April 16 Mile 357.2 to Wrightwood, mile 369.7. Late rising. Matt becomes Nominal Toast after a short conver with Mud mouth who gushed about the trail. The  Mountain  Hardware  Store to pick up food box. Bought bars and called Jean Kerry out of their book. Stayed w Jean. Intown: Tortoise, F
To Jimmy Spring Campground. A tough ascent to Mt Baden-Powell for lunch and a pretty hike to the spring and camp. Hammock camped with tarp set up before hammock. Air mattress underinflated  between layers then on top, then normally inflated on top.
To Jimmy Spring Campground. Water at the spring, then to the campground, picnic tables, outhouses, trees for hanging. Hammock camp. Boy scouts arriving about 10:30 p.m. making noises and shouting "bring me the light, awesome campsite!, etc." Noise only abated at midnight.
To mile 404. Broke camp, then to scout camp to discuss noise. Scout master exceptionally rude and threatening, "knock you on your ass." I recorded the conversation--will likely submit to Boy Scouts, CNN, PCTA.
Buckhorn Campground. Trail  Angel Ninja Tank show with beer,root beer, bananas etc.
Burkhardt Trail to Creek to fill water. Group of 15-20 hikes by, some with long knives sheathed, one with a 20" sword! We were too close to L.A.
Cowboy camped.

Tuesday, April 28, 2015

April 25

Leaving Hikertown.  The shaggy beard came off.  Wind from the west blew hard and cold on the left side while walking toward the L.A. Aqueduct.  I could see the water in the aqueduct until about a mile further when the trail turned north to follow a closed canal.
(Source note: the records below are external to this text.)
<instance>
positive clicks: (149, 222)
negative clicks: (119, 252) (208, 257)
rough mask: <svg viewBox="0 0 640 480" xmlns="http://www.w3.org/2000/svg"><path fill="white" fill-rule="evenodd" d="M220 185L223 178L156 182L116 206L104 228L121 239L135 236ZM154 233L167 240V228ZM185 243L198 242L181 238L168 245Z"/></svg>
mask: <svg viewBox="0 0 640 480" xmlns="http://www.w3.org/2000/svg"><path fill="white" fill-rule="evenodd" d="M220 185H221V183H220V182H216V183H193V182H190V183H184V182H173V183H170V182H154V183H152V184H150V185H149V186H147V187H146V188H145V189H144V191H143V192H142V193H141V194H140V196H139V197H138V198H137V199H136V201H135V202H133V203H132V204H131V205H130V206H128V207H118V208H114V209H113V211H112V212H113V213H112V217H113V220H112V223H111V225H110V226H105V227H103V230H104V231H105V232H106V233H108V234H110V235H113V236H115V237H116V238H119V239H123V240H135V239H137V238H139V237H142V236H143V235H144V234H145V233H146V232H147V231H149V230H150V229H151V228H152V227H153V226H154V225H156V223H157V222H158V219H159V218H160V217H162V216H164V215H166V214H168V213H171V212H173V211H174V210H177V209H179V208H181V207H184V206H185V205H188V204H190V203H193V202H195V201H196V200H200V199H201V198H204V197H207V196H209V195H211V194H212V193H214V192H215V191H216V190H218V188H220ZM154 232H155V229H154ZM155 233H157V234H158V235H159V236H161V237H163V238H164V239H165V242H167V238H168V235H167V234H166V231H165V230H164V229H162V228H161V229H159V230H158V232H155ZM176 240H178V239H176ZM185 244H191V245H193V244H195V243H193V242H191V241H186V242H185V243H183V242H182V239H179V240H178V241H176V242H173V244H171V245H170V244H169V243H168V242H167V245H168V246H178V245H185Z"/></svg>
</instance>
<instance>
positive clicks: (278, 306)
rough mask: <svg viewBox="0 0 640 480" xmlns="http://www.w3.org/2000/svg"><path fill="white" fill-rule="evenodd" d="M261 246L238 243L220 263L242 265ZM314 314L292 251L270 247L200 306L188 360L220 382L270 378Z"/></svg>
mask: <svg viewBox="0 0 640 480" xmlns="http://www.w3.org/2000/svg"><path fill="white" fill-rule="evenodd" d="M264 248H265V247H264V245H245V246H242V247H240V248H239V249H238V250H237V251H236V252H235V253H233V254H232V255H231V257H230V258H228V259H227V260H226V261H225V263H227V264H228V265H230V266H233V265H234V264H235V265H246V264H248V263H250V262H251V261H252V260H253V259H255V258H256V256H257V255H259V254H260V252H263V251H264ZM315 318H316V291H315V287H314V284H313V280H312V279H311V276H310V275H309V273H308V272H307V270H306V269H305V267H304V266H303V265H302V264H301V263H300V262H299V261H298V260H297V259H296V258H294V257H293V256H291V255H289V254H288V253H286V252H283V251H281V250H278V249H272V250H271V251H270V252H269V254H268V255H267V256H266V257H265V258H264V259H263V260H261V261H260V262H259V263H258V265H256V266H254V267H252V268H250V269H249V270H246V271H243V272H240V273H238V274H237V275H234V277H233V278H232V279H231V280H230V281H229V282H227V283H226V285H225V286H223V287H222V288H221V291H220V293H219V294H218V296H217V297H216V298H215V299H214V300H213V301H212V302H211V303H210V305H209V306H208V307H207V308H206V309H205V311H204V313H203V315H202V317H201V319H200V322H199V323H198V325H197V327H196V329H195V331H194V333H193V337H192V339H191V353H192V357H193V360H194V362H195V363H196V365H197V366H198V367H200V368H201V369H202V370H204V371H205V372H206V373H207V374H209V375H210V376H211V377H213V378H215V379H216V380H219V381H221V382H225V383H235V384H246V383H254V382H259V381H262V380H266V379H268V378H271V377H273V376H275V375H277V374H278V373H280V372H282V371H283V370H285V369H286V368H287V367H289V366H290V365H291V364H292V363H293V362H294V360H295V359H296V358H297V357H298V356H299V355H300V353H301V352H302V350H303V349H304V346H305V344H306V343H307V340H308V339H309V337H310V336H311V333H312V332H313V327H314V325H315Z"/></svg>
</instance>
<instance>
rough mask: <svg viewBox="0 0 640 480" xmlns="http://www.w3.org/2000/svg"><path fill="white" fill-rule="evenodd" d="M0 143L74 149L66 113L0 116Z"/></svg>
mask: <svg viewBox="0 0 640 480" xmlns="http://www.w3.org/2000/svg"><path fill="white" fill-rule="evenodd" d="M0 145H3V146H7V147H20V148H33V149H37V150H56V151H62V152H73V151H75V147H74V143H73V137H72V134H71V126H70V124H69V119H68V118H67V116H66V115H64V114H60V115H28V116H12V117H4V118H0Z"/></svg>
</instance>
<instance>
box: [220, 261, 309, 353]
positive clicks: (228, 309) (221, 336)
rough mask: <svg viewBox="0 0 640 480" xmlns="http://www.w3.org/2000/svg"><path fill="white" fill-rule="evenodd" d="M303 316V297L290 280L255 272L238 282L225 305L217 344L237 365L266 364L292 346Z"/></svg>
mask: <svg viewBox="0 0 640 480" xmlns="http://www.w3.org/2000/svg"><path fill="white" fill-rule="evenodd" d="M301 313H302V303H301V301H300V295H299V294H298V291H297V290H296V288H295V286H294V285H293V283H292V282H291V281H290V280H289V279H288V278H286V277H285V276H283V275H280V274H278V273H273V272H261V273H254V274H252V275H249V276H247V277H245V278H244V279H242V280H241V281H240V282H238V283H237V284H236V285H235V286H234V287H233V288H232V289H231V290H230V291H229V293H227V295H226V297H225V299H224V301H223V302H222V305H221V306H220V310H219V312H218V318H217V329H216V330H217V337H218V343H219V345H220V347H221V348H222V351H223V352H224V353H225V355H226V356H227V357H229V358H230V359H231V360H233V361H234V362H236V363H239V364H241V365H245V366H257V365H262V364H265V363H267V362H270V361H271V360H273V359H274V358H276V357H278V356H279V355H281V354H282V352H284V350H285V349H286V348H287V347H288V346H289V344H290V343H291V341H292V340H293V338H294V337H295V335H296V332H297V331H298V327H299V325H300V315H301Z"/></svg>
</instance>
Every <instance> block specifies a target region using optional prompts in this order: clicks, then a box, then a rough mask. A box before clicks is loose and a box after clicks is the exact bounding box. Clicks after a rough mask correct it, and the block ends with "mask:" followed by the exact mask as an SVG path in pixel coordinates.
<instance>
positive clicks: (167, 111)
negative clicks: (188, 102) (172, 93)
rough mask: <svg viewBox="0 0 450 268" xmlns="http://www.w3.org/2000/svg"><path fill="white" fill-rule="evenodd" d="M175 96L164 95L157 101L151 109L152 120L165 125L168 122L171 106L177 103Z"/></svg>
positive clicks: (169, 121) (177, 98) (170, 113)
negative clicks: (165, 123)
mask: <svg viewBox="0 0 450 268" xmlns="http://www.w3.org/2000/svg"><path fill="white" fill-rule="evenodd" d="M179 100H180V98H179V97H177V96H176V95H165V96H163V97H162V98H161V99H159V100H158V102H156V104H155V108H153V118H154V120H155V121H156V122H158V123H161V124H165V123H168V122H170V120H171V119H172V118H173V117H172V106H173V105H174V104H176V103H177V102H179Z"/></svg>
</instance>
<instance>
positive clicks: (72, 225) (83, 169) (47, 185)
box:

Then moisture from miles west blown from dark clouds,  always threatening to overtake me, but never fulfilling its wet promise. Joshua trees along the trail to the wind farm. Very heavy winds from the wind farm to the area surrounding Tylerhorse Canyon.  Wormy already camped after the rain drenched him. The wild wind came from differing directions making a tarp set up impossible -- forced my return to a camp 1 mile back, where an attempt to set up the tarp resulted in a torn tarp and a decision to hike 17 miles to Tehachapi Willow Springs Rd. After passing Tylerhorse Canyon, I reconsidered and camped using a large juniper bush as a wind break.